A proposta de Orçamento do Estado para 2021 dá o pontapé à execução do Plano de Recuperação Económica apresentado por António Costa Silva, marcado por uma forte componente ideológica, que tem o Estado como centro e motor da economia nesta década.

O documento dá o mote a esta nova ideologia quando, na página 28, afirma que o principal apoio às empresas está em “os impostos não vão ser aumentados”!

Ou seja, as empresas, que foram o motor da recuperação económica dos últimos anos, e que dinamizaram a procura externa de produtos e serviços, têm muita sorte. Aos defensores de melhores condições de competitividade através de uma redução de IRC nos próximos anos, esse plano ficou completamente posto de parte.

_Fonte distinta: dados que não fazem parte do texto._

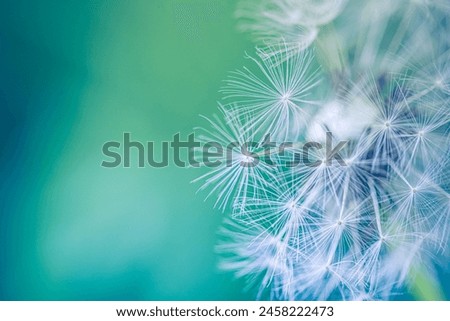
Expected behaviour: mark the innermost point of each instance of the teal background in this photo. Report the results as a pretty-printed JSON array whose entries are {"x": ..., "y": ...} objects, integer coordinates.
[{"x": 73, "y": 75}]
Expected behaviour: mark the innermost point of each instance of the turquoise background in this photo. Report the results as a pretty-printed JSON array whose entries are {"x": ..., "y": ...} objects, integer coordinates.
[{"x": 73, "y": 75}]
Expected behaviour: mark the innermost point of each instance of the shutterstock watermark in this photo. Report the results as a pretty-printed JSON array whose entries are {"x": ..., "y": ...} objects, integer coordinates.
[{"x": 193, "y": 153}]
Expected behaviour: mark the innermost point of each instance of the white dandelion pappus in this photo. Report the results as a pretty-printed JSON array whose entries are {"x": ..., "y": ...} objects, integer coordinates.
[
  {"x": 296, "y": 22},
  {"x": 237, "y": 176},
  {"x": 277, "y": 93},
  {"x": 264, "y": 259}
]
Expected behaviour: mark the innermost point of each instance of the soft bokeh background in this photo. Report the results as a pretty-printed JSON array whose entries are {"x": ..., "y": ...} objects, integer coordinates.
[{"x": 73, "y": 75}]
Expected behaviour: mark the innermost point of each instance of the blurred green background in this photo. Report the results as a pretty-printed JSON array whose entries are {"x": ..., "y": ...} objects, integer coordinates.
[{"x": 73, "y": 75}]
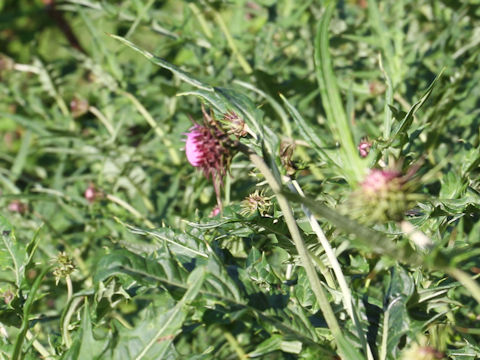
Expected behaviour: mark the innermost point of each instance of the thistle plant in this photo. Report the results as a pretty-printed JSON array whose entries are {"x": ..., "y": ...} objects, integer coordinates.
[
  {"x": 256, "y": 202},
  {"x": 383, "y": 195},
  {"x": 209, "y": 148},
  {"x": 338, "y": 252}
]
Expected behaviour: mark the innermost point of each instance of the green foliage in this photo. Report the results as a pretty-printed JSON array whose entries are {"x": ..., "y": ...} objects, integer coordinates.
[{"x": 96, "y": 98}]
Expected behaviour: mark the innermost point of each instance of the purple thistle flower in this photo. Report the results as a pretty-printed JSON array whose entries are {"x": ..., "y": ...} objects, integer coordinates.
[{"x": 209, "y": 148}]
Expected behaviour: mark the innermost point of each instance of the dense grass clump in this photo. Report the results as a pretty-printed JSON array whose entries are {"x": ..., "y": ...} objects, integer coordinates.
[{"x": 239, "y": 179}]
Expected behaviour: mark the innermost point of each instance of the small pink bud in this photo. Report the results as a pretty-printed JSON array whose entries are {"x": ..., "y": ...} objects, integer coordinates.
[
  {"x": 215, "y": 211},
  {"x": 17, "y": 206},
  {"x": 91, "y": 194}
]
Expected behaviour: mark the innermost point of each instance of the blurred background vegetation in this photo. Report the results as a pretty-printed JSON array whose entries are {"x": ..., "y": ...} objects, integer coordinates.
[{"x": 78, "y": 109}]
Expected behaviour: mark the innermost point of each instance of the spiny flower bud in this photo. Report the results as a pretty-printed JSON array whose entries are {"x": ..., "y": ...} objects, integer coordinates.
[
  {"x": 92, "y": 194},
  {"x": 236, "y": 124},
  {"x": 256, "y": 202},
  {"x": 65, "y": 267},
  {"x": 417, "y": 352},
  {"x": 286, "y": 153},
  {"x": 6, "y": 63},
  {"x": 78, "y": 107},
  {"x": 383, "y": 195}
]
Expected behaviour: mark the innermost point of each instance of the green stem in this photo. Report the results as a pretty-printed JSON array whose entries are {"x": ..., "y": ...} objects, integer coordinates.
[
  {"x": 299, "y": 243},
  {"x": 347, "y": 298},
  {"x": 466, "y": 280},
  {"x": 17, "y": 349},
  {"x": 235, "y": 345}
]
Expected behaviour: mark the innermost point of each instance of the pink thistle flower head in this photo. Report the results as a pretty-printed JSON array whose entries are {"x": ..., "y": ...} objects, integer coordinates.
[
  {"x": 91, "y": 194},
  {"x": 209, "y": 148}
]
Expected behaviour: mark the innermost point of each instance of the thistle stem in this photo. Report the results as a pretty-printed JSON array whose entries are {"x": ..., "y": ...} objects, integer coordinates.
[{"x": 299, "y": 244}]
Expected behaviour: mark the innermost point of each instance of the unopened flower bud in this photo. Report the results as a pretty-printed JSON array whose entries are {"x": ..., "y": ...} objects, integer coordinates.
[
  {"x": 92, "y": 194},
  {"x": 286, "y": 153},
  {"x": 78, "y": 107},
  {"x": 6, "y": 63},
  {"x": 215, "y": 211},
  {"x": 65, "y": 267},
  {"x": 18, "y": 207},
  {"x": 256, "y": 202},
  {"x": 364, "y": 148},
  {"x": 383, "y": 195},
  {"x": 236, "y": 124}
]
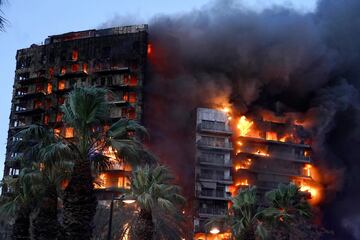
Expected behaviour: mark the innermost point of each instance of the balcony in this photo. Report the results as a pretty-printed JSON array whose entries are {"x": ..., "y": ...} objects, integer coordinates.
[
  {"x": 29, "y": 111},
  {"x": 106, "y": 69},
  {"x": 213, "y": 162},
  {"x": 291, "y": 172},
  {"x": 119, "y": 103},
  {"x": 24, "y": 81},
  {"x": 214, "y": 177},
  {"x": 227, "y": 146},
  {"x": 29, "y": 95},
  {"x": 212, "y": 211},
  {"x": 214, "y": 194},
  {"x": 213, "y": 129}
]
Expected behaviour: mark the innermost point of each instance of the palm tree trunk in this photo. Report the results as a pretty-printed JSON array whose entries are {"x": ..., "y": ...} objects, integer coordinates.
[
  {"x": 45, "y": 225},
  {"x": 247, "y": 234},
  {"x": 144, "y": 227},
  {"x": 79, "y": 203},
  {"x": 21, "y": 227}
]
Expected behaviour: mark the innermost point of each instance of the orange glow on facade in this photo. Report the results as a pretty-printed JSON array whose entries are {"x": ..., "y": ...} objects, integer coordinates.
[
  {"x": 244, "y": 126},
  {"x": 57, "y": 131},
  {"x": 209, "y": 236},
  {"x": 242, "y": 183},
  {"x": 61, "y": 85},
  {"x": 63, "y": 70},
  {"x": 307, "y": 169},
  {"x": 246, "y": 164},
  {"x": 149, "y": 49},
  {"x": 74, "y": 55},
  {"x": 49, "y": 88},
  {"x": 75, "y": 67},
  {"x": 85, "y": 67},
  {"x": 271, "y": 136}
]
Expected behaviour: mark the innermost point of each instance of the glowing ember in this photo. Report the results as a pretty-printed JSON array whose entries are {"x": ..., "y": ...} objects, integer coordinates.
[
  {"x": 307, "y": 169},
  {"x": 261, "y": 153},
  {"x": 214, "y": 231},
  {"x": 244, "y": 126},
  {"x": 149, "y": 49},
  {"x": 313, "y": 192},
  {"x": 242, "y": 183},
  {"x": 271, "y": 136},
  {"x": 243, "y": 165}
]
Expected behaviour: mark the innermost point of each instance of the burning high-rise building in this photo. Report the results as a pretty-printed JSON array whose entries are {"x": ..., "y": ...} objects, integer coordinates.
[
  {"x": 212, "y": 167},
  {"x": 114, "y": 58},
  {"x": 234, "y": 153}
]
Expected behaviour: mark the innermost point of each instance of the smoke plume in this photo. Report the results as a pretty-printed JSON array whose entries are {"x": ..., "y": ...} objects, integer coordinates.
[{"x": 279, "y": 60}]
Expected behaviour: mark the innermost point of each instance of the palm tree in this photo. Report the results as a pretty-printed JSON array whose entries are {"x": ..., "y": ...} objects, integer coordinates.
[
  {"x": 159, "y": 200},
  {"x": 288, "y": 208},
  {"x": 244, "y": 217},
  {"x": 86, "y": 110},
  {"x": 2, "y": 19},
  {"x": 18, "y": 202},
  {"x": 50, "y": 161}
]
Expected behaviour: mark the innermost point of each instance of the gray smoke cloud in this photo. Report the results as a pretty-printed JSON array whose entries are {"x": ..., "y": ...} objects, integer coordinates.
[{"x": 279, "y": 60}]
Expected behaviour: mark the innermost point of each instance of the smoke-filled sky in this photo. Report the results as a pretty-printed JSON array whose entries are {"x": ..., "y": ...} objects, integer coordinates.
[
  {"x": 289, "y": 58},
  {"x": 278, "y": 59}
]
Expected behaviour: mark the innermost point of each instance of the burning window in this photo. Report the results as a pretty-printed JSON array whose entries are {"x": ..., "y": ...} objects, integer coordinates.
[
  {"x": 149, "y": 49},
  {"x": 75, "y": 67},
  {"x": 123, "y": 182},
  {"x": 47, "y": 103},
  {"x": 85, "y": 68},
  {"x": 49, "y": 88},
  {"x": 131, "y": 113},
  {"x": 51, "y": 72},
  {"x": 133, "y": 81},
  {"x": 307, "y": 170},
  {"x": 59, "y": 117},
  {"x": 132, "y": 97},
  {"x": 37, "y": 104},
  {"x": 244, "y": 125},
  {"x": 74, "y": 55},
  {"x": 271, "y": 136},
  {"x": 61, "y": 85},
  {"x": 62, "y": 70},
  {"x": 57, "y": 131},
  {"x": 69, "y": 132},
  {"x": 39, "y": 88},
  {"x": 61, "y": 100}
]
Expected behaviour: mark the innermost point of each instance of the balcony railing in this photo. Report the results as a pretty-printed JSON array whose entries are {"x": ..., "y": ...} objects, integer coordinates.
[
  {"x": 214, "y": 194},
  {"x": 25, "y": 111},
  {"x": 214, "y": 177},
  {"x": 224, "y": 146},
  {"x": 212, "y": 161},
  {"x": 213, "y": 211},
  {"x": 214, "y": 129}
]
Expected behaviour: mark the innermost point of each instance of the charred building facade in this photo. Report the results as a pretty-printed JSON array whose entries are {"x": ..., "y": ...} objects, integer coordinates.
[
  {"x": 113, "y": 58},
  {"x": 270, "y": 152}
]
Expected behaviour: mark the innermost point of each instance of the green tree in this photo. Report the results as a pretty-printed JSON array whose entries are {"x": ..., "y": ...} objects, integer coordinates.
[
  {"x": 2, "y": 19},
  {"x": 288, "y": 211},
  {"x": 244, "y": 217},
  {"x": 18, "y": 202},
  {"x": 49, "y": 158},
  {"x": 86, "y": 111},
  {"x": 159, "y": 201}
]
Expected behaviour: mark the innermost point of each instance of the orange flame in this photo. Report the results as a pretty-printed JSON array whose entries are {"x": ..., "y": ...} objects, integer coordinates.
[{"x": 244, "y": 125}]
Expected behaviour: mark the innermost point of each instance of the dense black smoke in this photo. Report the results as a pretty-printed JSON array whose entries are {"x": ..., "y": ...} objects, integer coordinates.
[{"x": 279, "y": 60}]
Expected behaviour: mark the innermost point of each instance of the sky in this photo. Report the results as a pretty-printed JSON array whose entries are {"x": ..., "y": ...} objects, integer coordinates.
[{"x": 32, "y": 21}]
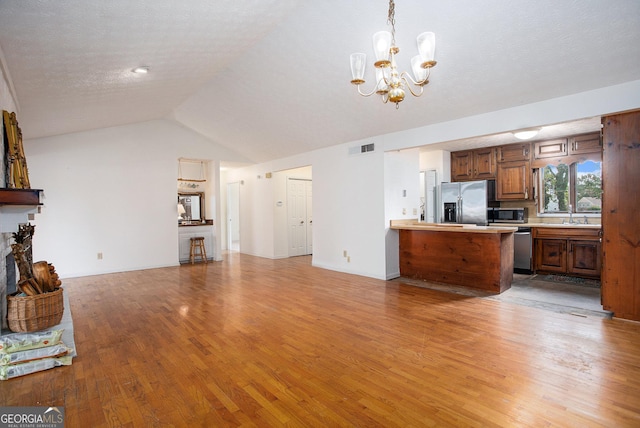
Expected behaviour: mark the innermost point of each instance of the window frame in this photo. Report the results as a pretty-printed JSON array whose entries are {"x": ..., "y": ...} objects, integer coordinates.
[{"x": 573, "y": 182}]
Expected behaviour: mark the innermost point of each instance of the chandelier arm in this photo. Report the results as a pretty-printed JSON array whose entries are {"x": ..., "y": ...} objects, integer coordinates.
[
  {"x": 423, "y": 82},
  {"x": 365, "y": 94},
  {"x": 410, "y": 88}
]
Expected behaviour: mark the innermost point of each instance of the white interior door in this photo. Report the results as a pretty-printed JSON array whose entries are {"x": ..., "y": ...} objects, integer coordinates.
[
  {"x": 233, "y": 216},
  {"x": 309, "y": 213},
  {"x": 299, "y": 213}
]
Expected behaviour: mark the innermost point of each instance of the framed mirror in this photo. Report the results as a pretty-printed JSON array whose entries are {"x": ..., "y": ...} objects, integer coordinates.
[{"x": 190, "y": 208}]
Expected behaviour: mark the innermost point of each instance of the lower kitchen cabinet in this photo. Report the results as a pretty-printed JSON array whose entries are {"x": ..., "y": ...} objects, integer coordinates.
[{"x": 568, "y": 251}]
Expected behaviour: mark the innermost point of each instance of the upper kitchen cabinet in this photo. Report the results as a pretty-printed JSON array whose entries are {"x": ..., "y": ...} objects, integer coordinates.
[
  {"x": 513, "y": 181},
  {"x": 550, "y": 149},
  {"x": 513, "y": 172},
  {"x": 479, "y": 164},
  {"x": 514, "y": 152}
]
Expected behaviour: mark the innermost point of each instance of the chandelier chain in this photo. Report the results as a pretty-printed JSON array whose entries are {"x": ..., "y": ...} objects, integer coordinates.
[{"x": 391, "y": 19}]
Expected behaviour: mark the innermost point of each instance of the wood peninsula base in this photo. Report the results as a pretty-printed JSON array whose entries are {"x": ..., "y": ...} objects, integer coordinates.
[{"x": 470, "y": 256}]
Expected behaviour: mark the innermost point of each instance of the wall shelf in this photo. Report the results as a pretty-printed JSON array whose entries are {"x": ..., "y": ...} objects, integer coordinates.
[{"x": 20, "y": 196}]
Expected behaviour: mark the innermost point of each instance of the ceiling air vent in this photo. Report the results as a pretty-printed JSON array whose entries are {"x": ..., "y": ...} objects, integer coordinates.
[{"x": 356, "y": 150}]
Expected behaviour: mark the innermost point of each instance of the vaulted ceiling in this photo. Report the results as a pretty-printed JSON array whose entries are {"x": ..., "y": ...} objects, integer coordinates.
[{"x": 270, "y": 78}]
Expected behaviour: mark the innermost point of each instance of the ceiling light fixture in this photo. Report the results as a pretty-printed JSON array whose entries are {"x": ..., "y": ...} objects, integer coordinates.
[
  {"x": 390, "y": 84},
  {"x": 526, "y": 134}
]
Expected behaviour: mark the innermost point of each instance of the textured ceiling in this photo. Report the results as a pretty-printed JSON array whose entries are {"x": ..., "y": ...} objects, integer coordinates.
[{"x": 270, "y": 78}]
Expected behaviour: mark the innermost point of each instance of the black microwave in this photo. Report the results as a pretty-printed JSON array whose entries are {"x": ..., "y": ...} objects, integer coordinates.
[{"x": 509, "y": 215}]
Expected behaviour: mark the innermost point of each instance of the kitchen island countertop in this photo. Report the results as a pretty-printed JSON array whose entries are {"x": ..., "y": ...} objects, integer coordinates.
[
  {"x": 449, "y": 227},
  {"x": 465, "y": 255}
]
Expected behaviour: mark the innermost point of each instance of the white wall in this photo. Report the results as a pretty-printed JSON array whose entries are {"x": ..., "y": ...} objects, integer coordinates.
[
  {"x": 112, "y": 191},
  {"x": 440, "y": 160}
]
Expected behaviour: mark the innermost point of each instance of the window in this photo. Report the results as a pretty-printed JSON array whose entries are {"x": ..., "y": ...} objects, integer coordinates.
[{"x": 578, "y": 185}]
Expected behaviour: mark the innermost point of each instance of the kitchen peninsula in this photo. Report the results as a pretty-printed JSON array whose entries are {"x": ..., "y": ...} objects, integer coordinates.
[{"x": 465, "y": 255}]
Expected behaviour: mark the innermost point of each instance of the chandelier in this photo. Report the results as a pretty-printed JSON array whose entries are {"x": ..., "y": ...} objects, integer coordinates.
[{"x": 391, "y": 84}]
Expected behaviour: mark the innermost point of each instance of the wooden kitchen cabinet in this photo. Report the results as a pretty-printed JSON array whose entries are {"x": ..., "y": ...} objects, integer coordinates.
[
  {"x": 569, "y": 251},
  {"x": 514, "y": 152},
  {"x": 513, "y": 181},
  {"x": 550, "y": 149},
  {"x": 479, "y": 164}
]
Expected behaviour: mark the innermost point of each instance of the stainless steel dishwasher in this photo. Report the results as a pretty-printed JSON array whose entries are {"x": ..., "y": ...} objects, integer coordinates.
[{"x": 522, "y": 250}]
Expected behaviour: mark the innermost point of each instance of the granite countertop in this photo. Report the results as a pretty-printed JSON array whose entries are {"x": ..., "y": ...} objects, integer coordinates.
[
  {"x": 196, "y": 223},
  {"x": 551, "y": 225}
]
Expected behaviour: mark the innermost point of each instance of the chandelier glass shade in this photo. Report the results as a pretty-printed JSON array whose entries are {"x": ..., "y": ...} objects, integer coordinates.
[{"x": 390, "y": 83}]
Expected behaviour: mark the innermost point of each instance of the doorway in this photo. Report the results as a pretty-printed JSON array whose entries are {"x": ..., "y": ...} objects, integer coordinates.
[
  {"x": 299, "y": 212},
  {"x": 233, "y": 216}
]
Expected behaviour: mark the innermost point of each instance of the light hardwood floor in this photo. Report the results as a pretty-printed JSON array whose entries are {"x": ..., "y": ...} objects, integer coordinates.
[{"x": 257, "y": 342}]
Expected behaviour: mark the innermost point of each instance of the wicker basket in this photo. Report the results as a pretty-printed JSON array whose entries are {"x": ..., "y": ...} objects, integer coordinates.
[{"x": 33, "y": 313}]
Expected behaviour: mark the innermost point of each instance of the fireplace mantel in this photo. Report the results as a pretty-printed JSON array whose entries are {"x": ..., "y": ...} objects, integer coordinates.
[
  {"x": 20, "y": 197},
  {"x": 16, "y": 207}
]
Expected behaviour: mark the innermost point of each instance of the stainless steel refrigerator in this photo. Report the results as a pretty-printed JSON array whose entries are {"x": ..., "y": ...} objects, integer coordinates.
[{"x": 465, "y": 202}]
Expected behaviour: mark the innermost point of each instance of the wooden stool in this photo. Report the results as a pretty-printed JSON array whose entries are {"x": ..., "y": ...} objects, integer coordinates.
[{"x": 197, "y": 249}]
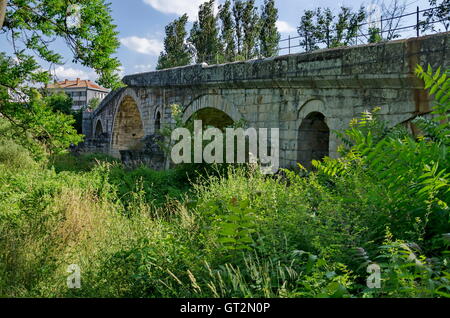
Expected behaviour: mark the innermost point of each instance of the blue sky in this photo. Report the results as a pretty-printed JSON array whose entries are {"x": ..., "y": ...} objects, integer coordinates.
[{"x": 141, "y": 29}]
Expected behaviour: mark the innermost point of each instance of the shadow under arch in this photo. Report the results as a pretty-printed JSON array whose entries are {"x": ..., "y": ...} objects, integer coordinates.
[
  {"x": 313, "y": 139},
  {"x": 128, "y": 129},
  {"x": 211, "y": 117},
  {"x": 98, "y": 129},
  {"x": 208, "y": 102}
]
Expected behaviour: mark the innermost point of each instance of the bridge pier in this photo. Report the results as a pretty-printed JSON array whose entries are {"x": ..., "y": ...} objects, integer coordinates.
[{"x": 307, "y": 96}]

As empresas encontram nesta proposta de OE poucos incentivos ao desenvolvimento da sua actividade a não ser medidas para manter a dívida em cumprimento, seja através da facilidade de contrair mais empréstimos, seja nas moratórias, com impacto imprevisível quando terminarem.

Não é abordada qualquer redução das mais de 4.600 taxas cobradas, nem a pressão regulatória sectorial, o cumprimento normativo ou a burocracia que asfixia a capacidade de reacção das empresas.

O investimento público, que cresce mais de 20% em 2020 e 2021, afirma-se como o motor da recuperação económica, facilitada pelos fundos europeus. Por outro lado, os custos fixos do Estado continuam a subir, em salários (+822M€), em gastos intermédios (+471 M€), em prestações sociais (+1.341 M€), sem falar no buraco dos próximos anos que será a TAP, tornando muito complicado qualquer ajuste futuro na despesa.

Verifica-se igualmente uma sobrestimação das receitas, quer por via da recuperação económica, porventura mais lenta, tendo em conta que o investimento apenas ganhará ímpeto na segunda metade de 2021, quer pelos dividendos a receber da CGD, na ordem de 159,6 mil milhões de euros.

Ora, numa altura em que é pedido à banca que não distribua dividendos para fortalecer o seu balanço, dado o previsível aumento dos incumprimentos e a fragilidade da recuperação económica, a verdade é que assistimos ao mesmo modus operandi utilizado do passado – o banco publico distribui dividendos e, quando necessitar, pede aumento de capital ao Estado. Esta é outra forma de distorcer da concorrência, visto que os bancos privados não só não podem distribuir dividendos, como não têm um accionista (contribuintes) disponível para aumentos de capital sucessivos.

Por último, não existe qualquer medida de incentivo à poupança, o que se percebe pelo objectivo deste orçamento – pôr as famílias a consumir, arrecadar mais impostos e reduzir o défice para um nível inferior a 3% em 2023.

O Orçamento do Estado para 2021 é o prenúncio de uma década perdida, sem objectivos concretos a não ser o da navegação à vista, com benefícios inequívocos para a função pública. A desigualdade começa neste Orçamento.

O autor escreve de acordo com a antiga ortografia.